9.3 This Agreement constitutes a contract for the provision of services by Producer as an independent contractor and is not a contract of employment. Accordingly, Producer shall be responsible for the payment of taxes due under this Agreement and shall account to HM Revenue & Customs for all taxes payable on any fees or other amounts paid under this Agreement and (to the extent required by law) to the relevant authorities for any National Insurance and other statutory contributions. Producer shall indemnify and keep NextShoot indemnified against all actions, claims, demands, penalties, assessments, liabilities, surcharges and expenses in respect of those fees, amounts or contributions made against or incurred by NextShoot arising in consequence of Producer failing to pay any taxes properly payable by Producer or otherwise. The Producer is and shall be at all times under this Agreement a self-employed independent contractor of Nextshoot.
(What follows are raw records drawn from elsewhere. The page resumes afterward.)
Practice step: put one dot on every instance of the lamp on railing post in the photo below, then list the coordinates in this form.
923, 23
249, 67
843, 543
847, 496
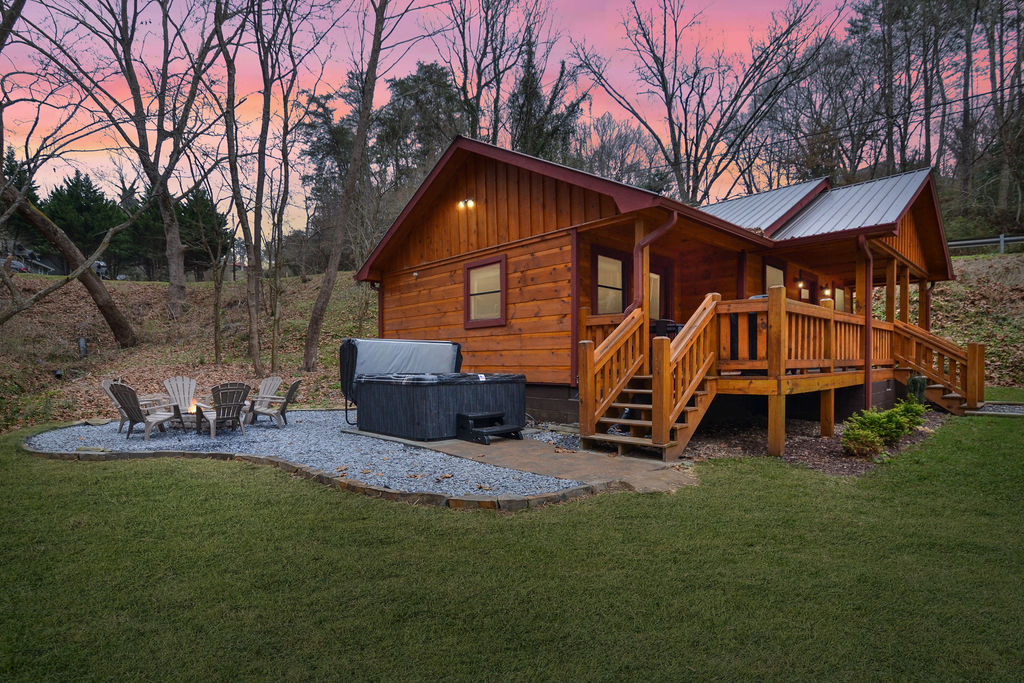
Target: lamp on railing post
975, 379
660, 400
777, 349
827, 398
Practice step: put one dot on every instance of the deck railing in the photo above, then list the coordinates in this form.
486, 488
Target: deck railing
679, 367
597, 328
960, 370
606, 369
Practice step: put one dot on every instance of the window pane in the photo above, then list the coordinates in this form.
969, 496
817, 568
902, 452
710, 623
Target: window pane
609, 272
485, 279
485, 306
608, 300
655, 295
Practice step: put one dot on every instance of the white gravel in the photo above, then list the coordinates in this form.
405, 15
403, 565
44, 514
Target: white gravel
314, 438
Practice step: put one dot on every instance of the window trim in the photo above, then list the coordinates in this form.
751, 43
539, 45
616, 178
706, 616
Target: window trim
665, 266
491, 322
627, 260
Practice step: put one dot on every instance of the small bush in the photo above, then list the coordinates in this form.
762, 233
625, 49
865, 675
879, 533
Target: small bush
887, 425
910, 413
861, 442
868, 431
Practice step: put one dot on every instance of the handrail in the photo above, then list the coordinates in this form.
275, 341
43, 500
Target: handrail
606, 370
956, 369
681, 365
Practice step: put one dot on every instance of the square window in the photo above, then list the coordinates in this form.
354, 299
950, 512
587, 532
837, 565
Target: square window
611, 273
773, 275
484, 283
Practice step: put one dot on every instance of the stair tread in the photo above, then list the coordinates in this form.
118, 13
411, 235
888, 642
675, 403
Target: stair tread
633, 440
627, 423
497, 429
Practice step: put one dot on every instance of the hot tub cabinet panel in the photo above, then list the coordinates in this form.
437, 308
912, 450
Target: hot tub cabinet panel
423, 408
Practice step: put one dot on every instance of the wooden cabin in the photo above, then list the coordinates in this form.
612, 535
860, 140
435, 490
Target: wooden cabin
624, 307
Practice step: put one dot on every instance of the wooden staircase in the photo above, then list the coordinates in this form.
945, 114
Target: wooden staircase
635, 400
956, 375
659, 411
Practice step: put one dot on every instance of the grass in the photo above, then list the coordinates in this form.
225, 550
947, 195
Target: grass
186, 568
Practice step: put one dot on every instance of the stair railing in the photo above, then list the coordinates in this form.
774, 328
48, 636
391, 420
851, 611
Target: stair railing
604, 371
958, 370
679, 366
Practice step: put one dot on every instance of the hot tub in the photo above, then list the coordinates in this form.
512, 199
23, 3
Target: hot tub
423, 407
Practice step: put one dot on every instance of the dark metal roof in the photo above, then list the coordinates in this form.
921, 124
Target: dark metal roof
864, 205
764, 210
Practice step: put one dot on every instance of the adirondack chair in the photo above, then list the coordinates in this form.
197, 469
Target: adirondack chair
228, 402
278, 407
267, 388
107, 388
127, 401
181, 390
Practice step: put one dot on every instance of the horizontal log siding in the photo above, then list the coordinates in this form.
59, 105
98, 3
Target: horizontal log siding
538, 338
510, 204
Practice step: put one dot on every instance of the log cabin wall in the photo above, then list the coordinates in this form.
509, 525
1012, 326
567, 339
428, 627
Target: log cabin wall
537, 339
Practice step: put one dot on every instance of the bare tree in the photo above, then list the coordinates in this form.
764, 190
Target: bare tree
710, 102
381, 23
140, 66
481, 43
50, 127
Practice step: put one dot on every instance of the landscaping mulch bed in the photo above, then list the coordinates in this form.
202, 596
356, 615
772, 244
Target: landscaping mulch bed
803, 444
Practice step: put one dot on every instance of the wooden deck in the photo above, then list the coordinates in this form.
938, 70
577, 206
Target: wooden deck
772, 347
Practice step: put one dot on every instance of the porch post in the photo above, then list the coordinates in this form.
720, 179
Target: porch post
860, 287
891, 291
827, 402
925, 304
975, 379
777, 351
904, 293
865, 282
660, 399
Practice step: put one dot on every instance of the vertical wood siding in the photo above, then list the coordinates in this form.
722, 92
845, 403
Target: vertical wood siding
510, 204
537, 338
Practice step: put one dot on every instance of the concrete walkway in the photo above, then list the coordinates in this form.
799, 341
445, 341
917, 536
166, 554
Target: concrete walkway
622, 472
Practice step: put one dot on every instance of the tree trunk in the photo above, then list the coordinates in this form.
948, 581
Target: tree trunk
116, 321
309, 355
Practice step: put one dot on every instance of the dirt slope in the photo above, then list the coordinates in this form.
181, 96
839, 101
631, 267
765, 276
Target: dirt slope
43, 341
986, 304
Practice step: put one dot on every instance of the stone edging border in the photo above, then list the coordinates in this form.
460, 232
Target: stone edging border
464, 502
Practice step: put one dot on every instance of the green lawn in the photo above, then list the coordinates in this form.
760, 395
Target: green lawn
186, 568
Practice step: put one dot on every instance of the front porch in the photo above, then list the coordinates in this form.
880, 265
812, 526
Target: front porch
812, 331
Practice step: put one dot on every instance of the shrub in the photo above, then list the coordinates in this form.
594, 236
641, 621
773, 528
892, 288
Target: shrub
887, 425
860, 442
910, 413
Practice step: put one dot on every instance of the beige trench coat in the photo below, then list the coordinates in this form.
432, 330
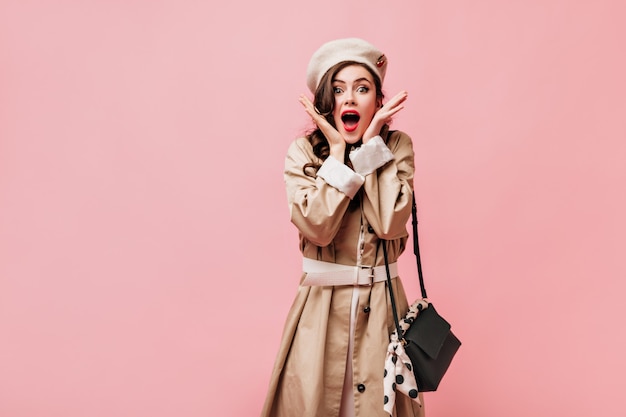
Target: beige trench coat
308, 374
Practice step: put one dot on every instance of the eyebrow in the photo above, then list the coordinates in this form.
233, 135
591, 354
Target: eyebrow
358, 80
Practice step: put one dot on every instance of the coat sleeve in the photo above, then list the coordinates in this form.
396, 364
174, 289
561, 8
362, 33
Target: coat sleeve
389, 190
317, 203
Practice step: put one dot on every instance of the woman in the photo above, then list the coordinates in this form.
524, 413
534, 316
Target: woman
349, 187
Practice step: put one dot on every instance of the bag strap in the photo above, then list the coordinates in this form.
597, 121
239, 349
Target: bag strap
416, 251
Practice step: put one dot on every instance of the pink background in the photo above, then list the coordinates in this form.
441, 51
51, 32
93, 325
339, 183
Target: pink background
147, 262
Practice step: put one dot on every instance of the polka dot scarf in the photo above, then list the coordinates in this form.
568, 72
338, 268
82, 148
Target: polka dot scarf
398, 368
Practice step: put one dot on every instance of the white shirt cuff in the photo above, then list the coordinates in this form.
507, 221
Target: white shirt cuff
340, 176
371, 156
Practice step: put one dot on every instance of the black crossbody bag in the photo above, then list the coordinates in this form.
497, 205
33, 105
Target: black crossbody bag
429, 341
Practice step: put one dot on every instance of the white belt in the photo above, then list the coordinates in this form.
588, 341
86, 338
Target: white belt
328, 273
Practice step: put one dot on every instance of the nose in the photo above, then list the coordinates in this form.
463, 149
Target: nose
349, 97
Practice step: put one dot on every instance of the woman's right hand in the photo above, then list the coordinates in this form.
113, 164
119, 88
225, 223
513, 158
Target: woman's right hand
336, 141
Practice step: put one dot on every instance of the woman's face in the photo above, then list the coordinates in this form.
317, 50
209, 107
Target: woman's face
355, 101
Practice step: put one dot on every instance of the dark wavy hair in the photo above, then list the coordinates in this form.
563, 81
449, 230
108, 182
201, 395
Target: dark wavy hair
324, 101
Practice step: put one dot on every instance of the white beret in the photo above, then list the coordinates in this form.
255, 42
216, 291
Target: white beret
340, 50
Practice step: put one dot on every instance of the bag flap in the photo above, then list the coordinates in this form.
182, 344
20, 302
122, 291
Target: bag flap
428, 331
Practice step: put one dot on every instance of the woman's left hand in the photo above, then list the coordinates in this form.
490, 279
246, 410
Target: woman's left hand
384, 114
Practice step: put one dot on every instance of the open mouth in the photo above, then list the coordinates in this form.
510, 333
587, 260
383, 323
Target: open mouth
350, 119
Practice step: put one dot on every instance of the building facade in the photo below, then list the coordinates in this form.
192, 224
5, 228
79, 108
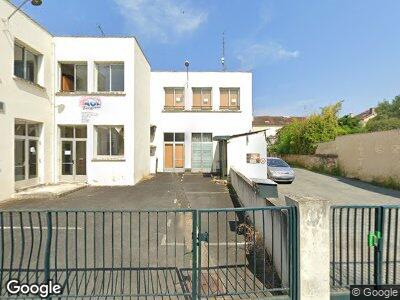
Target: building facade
26, 96
89, 109
189, 110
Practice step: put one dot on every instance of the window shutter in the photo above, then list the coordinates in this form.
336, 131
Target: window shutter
224, 98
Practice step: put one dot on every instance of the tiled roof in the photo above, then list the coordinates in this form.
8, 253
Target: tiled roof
274, 120
366, 114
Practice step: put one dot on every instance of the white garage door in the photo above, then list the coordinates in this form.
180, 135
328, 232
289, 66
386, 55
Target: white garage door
202, 152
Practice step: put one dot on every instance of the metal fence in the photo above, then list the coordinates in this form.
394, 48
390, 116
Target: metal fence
365, 245
155, 253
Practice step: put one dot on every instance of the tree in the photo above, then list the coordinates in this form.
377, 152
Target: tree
349, 124
302, 137
383, 124
387, 110
387, 116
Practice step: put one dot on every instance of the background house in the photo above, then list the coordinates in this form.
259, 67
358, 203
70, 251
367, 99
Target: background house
367, 115
272, 124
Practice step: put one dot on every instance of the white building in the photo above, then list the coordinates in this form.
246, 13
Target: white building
89, 109
190, 110
102, 110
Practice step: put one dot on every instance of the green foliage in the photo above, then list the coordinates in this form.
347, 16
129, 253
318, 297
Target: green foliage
302, 137
382, 124
349, 125
387, 116
388, 110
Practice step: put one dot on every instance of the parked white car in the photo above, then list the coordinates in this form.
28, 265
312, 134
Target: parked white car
279, 171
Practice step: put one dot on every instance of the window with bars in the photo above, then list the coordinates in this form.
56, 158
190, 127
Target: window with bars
230, 98
174, 98
26, 63
110, 77
202, 99
73, 77
109, 140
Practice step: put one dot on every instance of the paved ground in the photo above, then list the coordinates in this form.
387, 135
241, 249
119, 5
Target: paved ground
139, 252
338, 190
166, 190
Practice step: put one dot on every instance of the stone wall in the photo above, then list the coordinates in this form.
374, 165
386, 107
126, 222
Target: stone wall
371, 156
328, 162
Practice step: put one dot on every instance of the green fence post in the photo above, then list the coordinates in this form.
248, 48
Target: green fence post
378, 248
195, 263
294, 259
48, 248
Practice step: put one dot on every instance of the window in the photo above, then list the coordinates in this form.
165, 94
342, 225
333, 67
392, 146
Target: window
110, 140
174, 98
26, 150
202, 98
230, 98
174, 137
73, 77
110, 77
25, 63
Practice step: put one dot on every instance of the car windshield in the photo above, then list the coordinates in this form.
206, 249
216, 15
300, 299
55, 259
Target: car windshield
275, 162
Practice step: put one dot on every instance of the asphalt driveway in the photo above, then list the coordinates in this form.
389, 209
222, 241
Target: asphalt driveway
96, 251
163, 191
338, 190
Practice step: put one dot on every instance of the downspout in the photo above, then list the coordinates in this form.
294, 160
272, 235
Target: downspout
54, 114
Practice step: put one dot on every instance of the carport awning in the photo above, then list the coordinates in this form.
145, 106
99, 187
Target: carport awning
221, 138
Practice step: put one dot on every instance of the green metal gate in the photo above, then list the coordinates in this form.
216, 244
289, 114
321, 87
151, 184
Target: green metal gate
365, 246
243, 252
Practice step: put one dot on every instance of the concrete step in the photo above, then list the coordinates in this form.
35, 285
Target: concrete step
48, 191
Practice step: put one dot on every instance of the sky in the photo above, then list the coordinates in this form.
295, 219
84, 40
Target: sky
304, 54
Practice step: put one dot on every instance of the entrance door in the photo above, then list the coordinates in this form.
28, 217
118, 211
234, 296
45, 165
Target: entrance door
26, 153
174, 152
202, 152
73, 153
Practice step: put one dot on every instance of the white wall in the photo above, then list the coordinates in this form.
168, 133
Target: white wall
239, 147
22, 99
116, 109
142, 115
215, 122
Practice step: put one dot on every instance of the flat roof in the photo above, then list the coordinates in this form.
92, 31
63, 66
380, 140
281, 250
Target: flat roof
200, 71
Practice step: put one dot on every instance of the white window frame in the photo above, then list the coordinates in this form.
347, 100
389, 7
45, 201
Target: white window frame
97, 64
75, 65
202, 89
37, 57
174, 89
109, 132
229, 96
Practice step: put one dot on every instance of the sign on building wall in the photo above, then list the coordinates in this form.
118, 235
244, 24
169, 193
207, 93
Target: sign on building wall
255, 158
90, 103
89, 107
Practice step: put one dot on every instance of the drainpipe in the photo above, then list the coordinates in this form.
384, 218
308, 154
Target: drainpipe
54, 160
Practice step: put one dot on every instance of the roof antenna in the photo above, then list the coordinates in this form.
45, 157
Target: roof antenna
223, 52
101, 30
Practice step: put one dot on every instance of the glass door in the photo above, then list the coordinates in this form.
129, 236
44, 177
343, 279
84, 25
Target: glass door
67, 161
73, 153
174, 152
26, 157
19, 160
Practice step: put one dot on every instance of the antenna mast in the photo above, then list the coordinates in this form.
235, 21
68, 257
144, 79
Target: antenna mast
101, 30
223, 52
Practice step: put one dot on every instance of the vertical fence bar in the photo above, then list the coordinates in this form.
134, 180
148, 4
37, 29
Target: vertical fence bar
293, 257
378, 248
195, 257
48, 247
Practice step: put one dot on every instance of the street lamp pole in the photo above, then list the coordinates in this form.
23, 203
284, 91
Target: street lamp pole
33, 2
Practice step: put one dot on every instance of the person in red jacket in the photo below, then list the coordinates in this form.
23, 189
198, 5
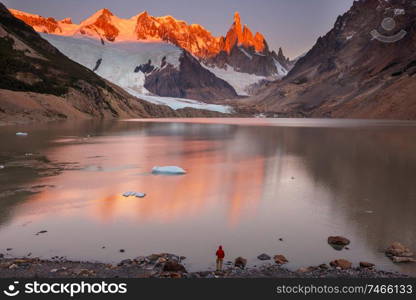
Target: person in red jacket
220, 258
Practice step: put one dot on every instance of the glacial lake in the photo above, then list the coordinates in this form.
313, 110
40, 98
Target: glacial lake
249, 183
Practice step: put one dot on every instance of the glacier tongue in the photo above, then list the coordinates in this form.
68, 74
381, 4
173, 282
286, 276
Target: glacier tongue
117, 63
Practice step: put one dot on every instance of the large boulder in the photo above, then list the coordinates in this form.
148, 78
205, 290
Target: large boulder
398, 249
264, 257
341, 263
280, 259
338, 240
366, 265
240, 262
174, 266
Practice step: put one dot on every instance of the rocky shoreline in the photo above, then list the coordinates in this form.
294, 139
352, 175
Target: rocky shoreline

At no time shall the Producer hold himself/herself out as being an officer or employee of NextShoot. NextShoot acknowledges that it does not and will not control the working hours, location or otherwise direct the manner in which the services of the Producer are carried out under this Agreement. NextShoot shall simply have the right to approve or disapprove the final Services provided by the Producer.
9.4
Nothing in this Agreement shall impose any restriction on the
manner, form or method by which NextShoot commercially exploits the Material
(or refrains therefrom) at such times and in such manner and form and by such
method as NextShoot in its absolute discretion may deem fit, free from any
restrictions or limitations whatsoever other than those expressly set out in
this Agreement.Any termination of this
Agreement shall not affect any of the rights assigned or granted under this
Agreement.
9.6
Delivery of an executed signature page to this Agreement by
facsimile or transmitted electronically in Tagged Image Format Files (TIFF),
JPEG or Portable Document Format (PDF) or any other electronic format whether
now known or later developed shall be treated as effective as delivery of a
manually executed counterpart of this Agreement and the parties each waive any
rights they may have to object to such treatment.
9.7
A person who is not a party to this Agreement has no right under
the Contracts (Rights of Third Parties) Act 1999 (UK) to enforce any term of
this Agreement (but this does not affect any right or remedy of a third party
which exists or is available apart from that Act).
9.8
This Agreement and all rights and obligations arising hereunder
shall be construed under and governed by the laws of England and the parties
shall submit to the exclusive jurisdiction of the English courts.